The U.S. Constitution had laid a foundation for the new nation, but the new government seemed frail and its direction seemed uncertain. Each new law, each court ruling, each presidential action took on great meaning.

Differing Visions

When differences began to emerge over laws and policies, so did suspicion as each side began to feel that their opponents would destroy the legacy of the American Revolution.

On One Side: Thomas Jefferson and the Democratic-Republicans

Jefferson and his supporters feared that the new government would come under the control of men like Alexander Hamilton who were “so bewitched and perverted by the British example as to be under thorough conviction that corruption was essential to the government of a nation.”
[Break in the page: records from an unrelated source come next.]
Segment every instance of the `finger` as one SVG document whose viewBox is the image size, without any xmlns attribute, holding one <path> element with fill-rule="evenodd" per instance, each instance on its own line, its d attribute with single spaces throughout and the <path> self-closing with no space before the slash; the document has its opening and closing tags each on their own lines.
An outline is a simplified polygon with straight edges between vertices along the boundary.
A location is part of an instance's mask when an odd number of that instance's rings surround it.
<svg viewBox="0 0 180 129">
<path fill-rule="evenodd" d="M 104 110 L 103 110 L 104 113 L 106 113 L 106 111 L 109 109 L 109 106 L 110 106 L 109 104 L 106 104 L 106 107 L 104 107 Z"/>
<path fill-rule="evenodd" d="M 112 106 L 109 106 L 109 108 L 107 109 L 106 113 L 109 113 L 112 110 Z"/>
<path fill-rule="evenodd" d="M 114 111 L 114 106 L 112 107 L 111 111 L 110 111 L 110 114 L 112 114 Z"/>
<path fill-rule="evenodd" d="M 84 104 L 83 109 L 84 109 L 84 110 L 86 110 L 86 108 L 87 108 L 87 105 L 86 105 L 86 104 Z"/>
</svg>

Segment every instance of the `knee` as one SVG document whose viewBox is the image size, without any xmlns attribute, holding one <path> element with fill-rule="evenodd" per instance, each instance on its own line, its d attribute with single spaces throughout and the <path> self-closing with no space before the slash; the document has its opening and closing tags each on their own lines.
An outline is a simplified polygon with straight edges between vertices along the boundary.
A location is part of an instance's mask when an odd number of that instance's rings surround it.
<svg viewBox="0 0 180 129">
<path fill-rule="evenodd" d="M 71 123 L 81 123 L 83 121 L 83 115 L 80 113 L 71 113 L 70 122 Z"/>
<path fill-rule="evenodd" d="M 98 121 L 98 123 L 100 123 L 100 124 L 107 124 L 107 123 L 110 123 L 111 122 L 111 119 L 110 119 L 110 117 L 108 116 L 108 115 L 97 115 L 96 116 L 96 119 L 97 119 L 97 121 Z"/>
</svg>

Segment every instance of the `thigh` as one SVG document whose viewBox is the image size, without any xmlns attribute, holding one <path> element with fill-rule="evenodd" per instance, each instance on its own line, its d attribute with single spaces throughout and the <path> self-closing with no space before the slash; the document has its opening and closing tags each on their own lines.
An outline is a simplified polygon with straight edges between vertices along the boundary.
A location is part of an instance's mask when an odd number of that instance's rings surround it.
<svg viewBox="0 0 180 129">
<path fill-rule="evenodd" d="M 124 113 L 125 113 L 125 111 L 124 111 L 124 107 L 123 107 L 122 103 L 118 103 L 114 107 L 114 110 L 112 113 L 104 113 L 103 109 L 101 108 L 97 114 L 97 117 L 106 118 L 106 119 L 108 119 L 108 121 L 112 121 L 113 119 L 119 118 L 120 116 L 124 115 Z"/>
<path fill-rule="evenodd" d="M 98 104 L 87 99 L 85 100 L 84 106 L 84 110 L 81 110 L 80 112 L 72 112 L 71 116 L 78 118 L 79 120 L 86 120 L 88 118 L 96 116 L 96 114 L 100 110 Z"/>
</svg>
The Anas of Thomas Jefferson (1818)

On the Other Side: Alexander Hamilton and the Federalists

Alexander Hamilton and his Federalist supporters saw the American Revolution as a chance to improve on the British constitutional tradition and distrusted “men in this country who believe that the most natural and happy state of society is a state of continual revolution and change — that the welfare of a nation is in exact ratio to the rapidity of the political vicissitudes, which it undergoes — to the frequency and violence of the tempests with which it is agitated.”
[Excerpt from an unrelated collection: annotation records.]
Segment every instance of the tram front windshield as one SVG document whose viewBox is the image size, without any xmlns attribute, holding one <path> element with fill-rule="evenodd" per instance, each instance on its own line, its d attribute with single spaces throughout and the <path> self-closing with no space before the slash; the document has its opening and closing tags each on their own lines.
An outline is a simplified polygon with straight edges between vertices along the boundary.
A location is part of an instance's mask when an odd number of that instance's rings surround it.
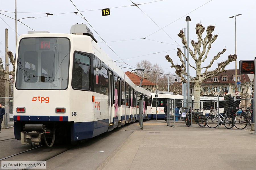
<svg viewBox="0 0 256 170">
<path fill-rule="evenodd" d="M 70 44 L 69 40 L 65 38 L 21 39 L 15 72 L 16 88 L 19 90 L 66 89 L 68 86 Z"/>
</svg>

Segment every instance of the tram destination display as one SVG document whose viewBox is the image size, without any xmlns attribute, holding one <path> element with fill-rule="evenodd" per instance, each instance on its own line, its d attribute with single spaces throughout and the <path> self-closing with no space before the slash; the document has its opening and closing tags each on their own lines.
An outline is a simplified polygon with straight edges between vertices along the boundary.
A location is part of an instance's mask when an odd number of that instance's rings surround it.
<svg viewBox="0 0 256 170">
<path fill-rule="evenodd" d="M 240 74 L 254 74 L 255 67 L 254 60 L 239 61 L 239 71 Z"/>
</svg>

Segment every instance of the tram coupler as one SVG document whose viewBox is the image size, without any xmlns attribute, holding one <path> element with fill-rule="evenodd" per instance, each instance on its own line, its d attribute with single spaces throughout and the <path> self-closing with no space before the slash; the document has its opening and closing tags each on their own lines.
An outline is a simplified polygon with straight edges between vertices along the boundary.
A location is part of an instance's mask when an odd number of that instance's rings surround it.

Defense of the President’s Neutrality Proclamation, 1793, Alexander Hamilton Papers

Learn more about Jefferson's relationship with Alexander Hamilton on monticello.org.
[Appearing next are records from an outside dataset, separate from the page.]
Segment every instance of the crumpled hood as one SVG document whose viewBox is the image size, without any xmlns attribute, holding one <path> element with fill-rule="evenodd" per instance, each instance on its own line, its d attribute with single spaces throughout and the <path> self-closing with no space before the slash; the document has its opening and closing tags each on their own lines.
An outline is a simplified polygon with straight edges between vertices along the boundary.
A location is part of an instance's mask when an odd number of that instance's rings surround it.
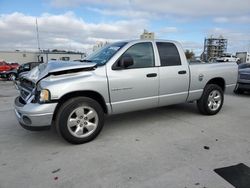
<svg viewBox="0 0 250 188">
<path fill-rule="evenodd" d="M 245 73 L 245 74 L 250 74 L 250 68 L 244 68 L 244 69 L 239 69 L 239 73 Z"/>
<path fill-rule="evenodd" d="M 95 69 L 96 63 L 85 63 L 76 61 L 50 61 L 48 63 L 42 63 L 35 67 L 28 74 L 25 74 L 23 78 L 28 79 L 34 83 L 37 83 L 42 78 L 48 75 L 60 75 L 72 72 L 80 72 Z"/>
</svg>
A Divisive Issue: The Bank of the United States

The first major controversy arose over Secretary of the Treasury Hamilton’s financial plan based upon a national bank. Modeled after the Bank of England, the Bank of the United States would be the central banking institution of the country with the power to issue paper money and make loans both to the government and to individuals. The loans would be short-term---90 days---which appealed to merchants and financiers but did not support the long-term credit needs of farmers and agricultural enterprise.

Jefferson was uneasy with the corruption he associated with the British financial system and the favoritism the bank would grant to financiers over agriculturalists. He argued that Congress did not have the Constitutional authority to approve a bank charter. Hamilton challenged Jefferson’s strict construction of the Constitution arguing that the Congress had the implied power needed to carry out its enumerated powers.

President Washington signed the bank bill on February 25, 1791, handing Jefferson his first major political defeat.

Choosing Sides: Britain vs. France

The new government debated issues that could decide its own future against the backdrop of a growing European crisis. Americans closely followed the developments in the French Revolution and initially welcomed it as an extension of their own.

Image courtesy of Library of Congress.

Choosing Sides: The French Revolution

Enthusiasm waned as France slipped into tyranny and bloodshed.

Federalists were especially horrified by the violent course of the French revolution. Still, Jefferson voiced optimism about its ultimate outcome. His continued support would come to haunt him politically.


“The liberty of the whole earth was depending on the issue of the contest . . . Were there but an Adam and an Eve left in every country, and left free, it would be better than as it now is.”
—Thomas Jefferson to William Short, 3 January 1793

Choosing Sides: The Jay Treaty With Britain

In 1793, war broke out between revolutionary France and Britain.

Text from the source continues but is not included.